And there's something familiar about this, too.
A White House assessment of the war in Afghanistan has concluded that wide-ranging strategic goals that the Bush administration set for 2007 have not been met, even as U.S. and NATO forces have scored significant combat successes against resurgent Taliban fighters, according to U.S. officials.
The evaluation this month by the National Security Council followed an in-depth review in late 2006 that laid out a series of projected improvements for this year, including progress in security, governance and the economy. But the latest assessment concluded that only "the kinetic piece" -- individual battles against Taliban fighters -- has shown substantial progress, while improvements in the other areas continue to lag, a senior administration official said.
So I guess just focusing on the military successes misses the bigger picture.
This judgment reflects sharp differences between U.S. military and intelligence officials on where the Afghan war is headed. Intelligence analysts acknowledge the battlefield victories, but they highlight the Taliban's unchallenged expansion into new territory, an increase in opium poppy cultivation and the weakness of the government of President Hamid Karzai as signs that the war effort is deteriorating.
The contrasting views echo repeated internal disagreements over the Iraq war: While the military finds success in a virtually unbroken line of tactical achievements, intelligence officials worry about a looming strategic failure.

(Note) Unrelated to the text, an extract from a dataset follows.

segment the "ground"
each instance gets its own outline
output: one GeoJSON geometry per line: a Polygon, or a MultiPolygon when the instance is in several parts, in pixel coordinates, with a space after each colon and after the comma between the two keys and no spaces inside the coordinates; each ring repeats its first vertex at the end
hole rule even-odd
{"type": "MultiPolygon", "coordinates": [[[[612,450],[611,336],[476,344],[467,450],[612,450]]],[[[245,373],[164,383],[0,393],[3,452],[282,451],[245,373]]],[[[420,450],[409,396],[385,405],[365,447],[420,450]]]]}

Jack Kelly's piece in yesterday's P-G touched on the flip side of this argument - but focusing exclusively in Iraq. I got in too late yesterday to write it up so I'll try to tackle it tonight. On the issue of the reduction of violence in Iraq, all I can do right now is to point to this on-line chat at the Washington Post with Thomas Ricks, who's been covering the war in Iraq for some time:
And that's good news? At least we're not losing?
Boonsboro, Md.: When will it be okay to state that we are winning in Iraq and all the naysayers ("the war is lost") were wrong? Even the New York Times is admitting things are going well.
Thomas E. Ricks: Well, things are going better. I just got back from Baghdad last week, and it was clear that violence has decreased. But it hasn't gone away. It is only back down to the 2005 level -- which to my mind is kind of like moving from the eighth circle of hell to the fifth.
I interviewed dozens of officers and none were willing to say we are winning. What they were saying is that at least now, we are not losing. But to a man, they were enormously frustrated by what they see as the foot-dragging of the Baghdad government.
Heckuva job yer doin there, Bushie. Heckuva job.